Just saw a Detroit Public School teacher on TV answer the question, “Why did you decide to teach”? with: “Well, I decided to teach because I was working as a job coach to help women come from welfare into the work force but the women were turning down premium job leads so I said that I had to find out what happened; they were comfortable with being on welfare, their Moms were on welfare, their grandmothers were on welfare, it was a cycle that had to be broken so I said that I had to get into the teaching system and teach girls when they are young so that I can help break that cycle.” Impossible; Welfare can't be comfortable can it?
“I am for doing good to the poor, but...I think the best way of doing good to the poor, is not making them easy in poverty, but leading or driving them out of it. I observed...that the more public provisions were made for the poor, the less they provided for themselves, and of course became poorer. And, on the contrary, the less was done for them, the more they did for themselves, and became richer.” Benjamin Franklin
Considering the number of people on welfare has been shrinking over the last 20 years, I am not sure how serious of a concern this is.

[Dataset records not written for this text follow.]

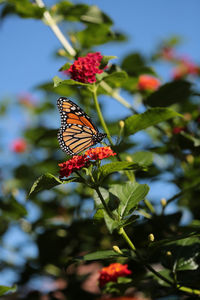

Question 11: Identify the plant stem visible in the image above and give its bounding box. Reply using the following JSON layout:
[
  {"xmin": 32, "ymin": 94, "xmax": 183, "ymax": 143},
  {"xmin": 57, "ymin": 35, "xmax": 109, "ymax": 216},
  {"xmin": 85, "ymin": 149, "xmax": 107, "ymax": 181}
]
[
  {"xmin": 177, "ymin": 284, "xmax": 200, "ymax": 296},
  {"xmin": 100, "ymin": 81, "xmax": 133, "ymax": 110},
  {"xmin": 92, "ymin": 86, "xmax": 113, "ymax": 146},
  {"xmin": 95, "ymin": 186, "xmax": 114, "ymax": 220},
  {"xmin": 118, "ymin": 227, "xmax": 136, "ymax": 251},
  {"xmin": 144, "ymin": 199, "xmax": 155, "ymax": 214},
  {"xmin": 35, "ymin": 0, "xmax": 76, "ymax": 57}
]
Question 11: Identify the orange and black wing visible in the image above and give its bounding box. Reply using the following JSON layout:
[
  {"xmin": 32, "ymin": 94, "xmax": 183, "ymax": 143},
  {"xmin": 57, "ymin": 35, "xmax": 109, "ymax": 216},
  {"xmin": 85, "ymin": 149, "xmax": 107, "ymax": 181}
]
[{"xmin": 57, "ymin": 97, "xmax": 106, "ymax": 155}]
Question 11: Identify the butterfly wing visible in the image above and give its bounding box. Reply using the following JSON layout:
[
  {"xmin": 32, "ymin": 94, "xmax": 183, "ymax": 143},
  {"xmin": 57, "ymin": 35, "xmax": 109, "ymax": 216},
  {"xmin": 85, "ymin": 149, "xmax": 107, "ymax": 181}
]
[{"xmin": 57, "ymin": 97, "xmax": 106, "ymax": 155}]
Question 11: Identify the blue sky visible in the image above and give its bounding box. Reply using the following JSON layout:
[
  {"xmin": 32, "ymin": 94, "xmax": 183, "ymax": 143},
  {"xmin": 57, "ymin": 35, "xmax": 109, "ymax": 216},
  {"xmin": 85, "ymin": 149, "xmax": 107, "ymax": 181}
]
[{"xmin": 1, "ymin": 0, "xmax": 200, "ymax": 98}]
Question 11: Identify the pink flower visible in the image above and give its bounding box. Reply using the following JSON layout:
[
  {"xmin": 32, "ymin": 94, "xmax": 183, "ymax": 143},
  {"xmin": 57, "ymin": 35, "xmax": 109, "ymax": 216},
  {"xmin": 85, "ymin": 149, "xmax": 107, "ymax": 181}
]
[
  {"xmin": 11, "ymin": 138, "xmax": 27, "ymax": 153},
  {"xmin": 138, "ymin": 75, "xmax": 161, "ymax": 92},
  {"xmin": 67, "ymin": 52, "xmax": 104, "ymax": 83}
]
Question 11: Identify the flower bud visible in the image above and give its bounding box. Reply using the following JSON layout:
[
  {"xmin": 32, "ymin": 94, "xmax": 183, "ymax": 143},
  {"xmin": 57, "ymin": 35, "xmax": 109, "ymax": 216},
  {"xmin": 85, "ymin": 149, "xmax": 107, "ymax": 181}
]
[
  {"xmin": 126, "ymin": 156, "xmax": 132, "ymax": 162},
  {"xmin": 161, "ymin": 198, "xmax": 167, "ymax": 207},
  {"xmin": 113, "ymin": 245, "xmax": 123, "ymax": 254},
  {"xmin": 186, "ymin": 154, "xmax": 194, "ymax": 164},
  {"xmin": 119, "ymin": 120, "xmax": 125, "ymax": 129},
  {"xmin": 148, "ymin": 233, "xmax": 154, "ymax": 242}
]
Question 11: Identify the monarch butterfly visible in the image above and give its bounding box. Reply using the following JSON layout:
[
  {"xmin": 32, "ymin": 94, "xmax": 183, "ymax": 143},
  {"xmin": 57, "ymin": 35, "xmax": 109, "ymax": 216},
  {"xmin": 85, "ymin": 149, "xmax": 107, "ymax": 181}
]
[{"xmin": 57, "ymin": 97, "xmax": 107, "ymax": 156}]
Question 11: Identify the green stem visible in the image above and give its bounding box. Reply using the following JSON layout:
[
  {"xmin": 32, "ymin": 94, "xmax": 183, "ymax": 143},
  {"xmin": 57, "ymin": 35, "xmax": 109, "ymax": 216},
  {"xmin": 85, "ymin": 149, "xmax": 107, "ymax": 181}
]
[
  {"xmin": 144, "ymin": 199, "xmax": 155, "ymax": 214},
  {"xmin": 177, "ymin": 284, "xmax": 200, "ymax": 296},
  {"xmin": 118, "ymin": 227, "xmax": 136, "ymax": 251},
  {"xmin": 92, "ymin": 86, "xmax": 113, "ymax": 146},
  {"xmin": 95, "ymin": 186, "xmax": 114, "ymax": 220}
]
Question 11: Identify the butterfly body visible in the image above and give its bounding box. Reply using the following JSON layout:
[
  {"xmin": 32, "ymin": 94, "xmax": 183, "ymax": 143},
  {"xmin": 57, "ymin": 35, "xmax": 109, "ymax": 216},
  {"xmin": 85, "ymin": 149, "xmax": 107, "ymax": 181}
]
[{"xmin": 57, "ymin": 97, "xmax": 106, "ymax": 155}]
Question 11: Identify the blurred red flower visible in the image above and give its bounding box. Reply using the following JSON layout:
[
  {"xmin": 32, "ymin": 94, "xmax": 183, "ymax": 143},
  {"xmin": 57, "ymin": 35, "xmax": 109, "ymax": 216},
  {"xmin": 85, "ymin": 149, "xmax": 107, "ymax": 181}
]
[
  {"xmin": 172, "ymin": 57, "xmax": 199, "ymax": 80},
  {"xmin": 172, "ymin": 126, "xmax": 186, "ymax": 135},
  {"xmin": 85, "ymin": 146, "xmax": 116, "ymax": 160},
  {"xmin": 59, "ymin": 155, "xmax": 90, "ymax": 178},
  {"xmin": 161, "ymin": 46, "xmax": 175, "ymax": 61},
  {"xmin": 99, "ymin": 263, "xmax": 132, "ymax": 287},
  {"xmin": 67, "ymin": 52, "xmax": 104, "ymax": 83},
  {"xmin": 18, "ymin": 93, "xmax": 36, "ymax": 108},
  {"xmin": 138, "ymin": 75, "xmax": 161, "ymax": 92},
  {"xmin": 11, "ymin": 138, "xmax": 27, "ymax": 153}
]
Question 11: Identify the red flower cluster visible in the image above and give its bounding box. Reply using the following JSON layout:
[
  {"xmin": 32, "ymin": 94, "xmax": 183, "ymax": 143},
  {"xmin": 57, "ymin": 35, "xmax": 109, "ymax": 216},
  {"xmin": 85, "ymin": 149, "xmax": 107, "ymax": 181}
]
[
  {"xmin": 85, "ymin": 146, "xmax": 116, "ymax": 160},
  {"xmin": 138, "ymin": 74, "xmax": 161, "ymax": 92},
  {"xmin": 59, "ymin": 147, "xmax": 116, "ymax": 178},
  {"xmin": 59, "ymin": 155, "xmax": 90, "ymax": 178},
  {"xmin": 67, "ymin": 52, "xmax": 104, "ymax": 83},
  {"xmin": 99, "ymin": 263, "xmax": 132, "ymax": 287},
  {"xmin": 11, "ymin": 138, "xmax": 27, "ymax": 153},
  {"xmin": 172, "ymin": 57, "xmax": 199, "ymax": 80}
]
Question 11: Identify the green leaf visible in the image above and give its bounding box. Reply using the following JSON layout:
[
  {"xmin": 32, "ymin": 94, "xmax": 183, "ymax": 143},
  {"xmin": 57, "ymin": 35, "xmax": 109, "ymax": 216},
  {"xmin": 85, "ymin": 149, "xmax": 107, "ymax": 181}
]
[
  {"xmin": 65, "ymin": 249, "xmax": 133, "ymax": 267},
  {"xmin": 38, "ymin": 81, "xmax": 75, "ymax": 96},
  {"xmin": 150, "ymin": 269, "xmax": 173, "ymax": 287},
  {"xmin": 77, "ymin": 24, "xmax": 126, "ymax": 48},
  {"xmin": 100, "ymin": 55, "xmax": 117, "ymax": 68},
  {"xmin": 103, "ymin": 71, "xmax": 128, "ymax": 87},
  {"xmin": 59, "ymin": 62, "xmax": 71, "ymax": 71},
  {"xmin": 109, "ymin": 182, "xmax": 149, "ymax": 217},
  {"xmin": 146, "ymin": 80, "xmax": 192, "ymax": 107},
  {"xmin": 93, "ymin": 187, "xmax": 109, "ymax": 208},
  {"xmin": 29, "ymin": 173, "xmax": 62, "ymax": 198},
  {"xmin": 103, "ymin": 210, "xmax": 121, "ymax": 233},
  {"xmin": 132, "ymin": 151, "xmax": 154, "ymax": 167},
  {"xmin": 0, "ymin": 285, "xmax": 17, "ymax": 296},
  {"xmin": 78, "ymin": 249, "xmax": 131, "ymax": 261},
  {"xmin": 80, "ymin": 5, "xmax": 113, "ymax": 25},
  {"xmin": 121, "ymin": 52, "xmax": 154, "ymax": 76},
  {"xmin": 52, "ymin": 1, "xmax": 88, "ymax": 22},
  {"xmin": 2, "ymin": 0, "xmax": 45, "ymax": 19},
  {"xmin": 124, "ymin": 108, "xmax": 181, "ymax": 136},
  {"xmin": 165, "ymin": 236, "xmax": 200, "ymax": 271},
  {"xmin": 53, "ymin": 76, "xmax": 89, "ymax": 87},
  {"xmin": 28, "ymin": 173, "xmax": 79, "ymax": 198},
  {"xmin": 96, "ymin": 161, "xmax": 141, "ymax": 182}
]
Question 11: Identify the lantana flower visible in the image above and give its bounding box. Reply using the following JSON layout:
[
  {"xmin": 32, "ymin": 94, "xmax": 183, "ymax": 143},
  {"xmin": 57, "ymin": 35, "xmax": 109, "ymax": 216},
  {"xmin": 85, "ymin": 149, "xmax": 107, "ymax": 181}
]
[
  {"xmin": 59, "ymin": 155, "xmax": 90, "ymax": 178},
  {"xmin": 11, "ymin": 138, "xmax": 27, "ymax": 153},
  {"xmin": 59, "ymin": 147, "xmax": 116, "ymax": 179},
  {"xmin": 85, "ymin": 146, "xmax": 116, "ymax": 160},
  {"xmin": 67, "ymin": 52, "xmax": 104, "ymax": 83},
  {"xmin": 172, "ymin": 57, "xmax": 199, "ymax": 80},
  {"xmin": 138, "ymin": 74, "xmax": 161, "ymax": 92},
  {"xmin": 98, "ymin": 263, "xmax": 132, "ymax": 287}
]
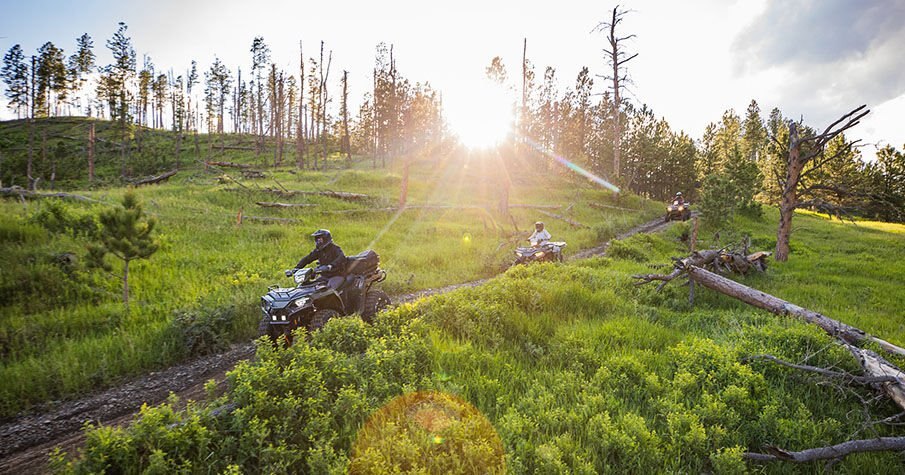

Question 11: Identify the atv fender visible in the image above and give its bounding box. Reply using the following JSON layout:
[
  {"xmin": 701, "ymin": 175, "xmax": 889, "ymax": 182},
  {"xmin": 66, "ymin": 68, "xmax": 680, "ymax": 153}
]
[{"xmin": 313, "ymin": 292, "xmax": 345, "ymax": 314}]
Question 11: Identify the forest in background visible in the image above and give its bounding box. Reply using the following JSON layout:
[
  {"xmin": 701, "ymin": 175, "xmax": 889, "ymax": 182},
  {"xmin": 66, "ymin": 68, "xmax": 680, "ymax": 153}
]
[{"xmin": 2, "ymin": 21, "xmax": 903, "ymax": 222}]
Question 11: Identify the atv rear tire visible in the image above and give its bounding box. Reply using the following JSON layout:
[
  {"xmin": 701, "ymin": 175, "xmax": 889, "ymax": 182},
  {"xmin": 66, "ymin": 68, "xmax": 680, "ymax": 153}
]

Unless one counts retirees and veteran pensions as "welfare."
The labor participation rate is at 1970's levels and what's being done with disability should be criminal.
I assume this isn't serious. Welfare might be something specific to you, bit only semantics has reduced anything.
I'd really like to read where you got that from. I'm not calling b/s, but I'm saying it doesn't feel like it. When I watch about 5 out of 10 people pay for food with a USA flag card or the checks or whatever they use, maybe vouchers?
Guilty as charged. Welfare is something specific. Not just to me, but anyone who likes words to have meaning.
How come they count households with anyone receiving gov benefits (like say grandma, or a wounded veteran, etc) as everyone in the household, but only workers and not everyone in the full time worker's house? Sorry, those numbers are meaningless. Look up the raw numbers and you'll see what I mean. The Census gave those numbers as households which were then extrapolated into "people in those households." Yet Fox "News" didn't give the same treatment to the number of full time workers.
The numbers I provide don't include social security, but that is a pay role tax on the front end and welfare at the back end.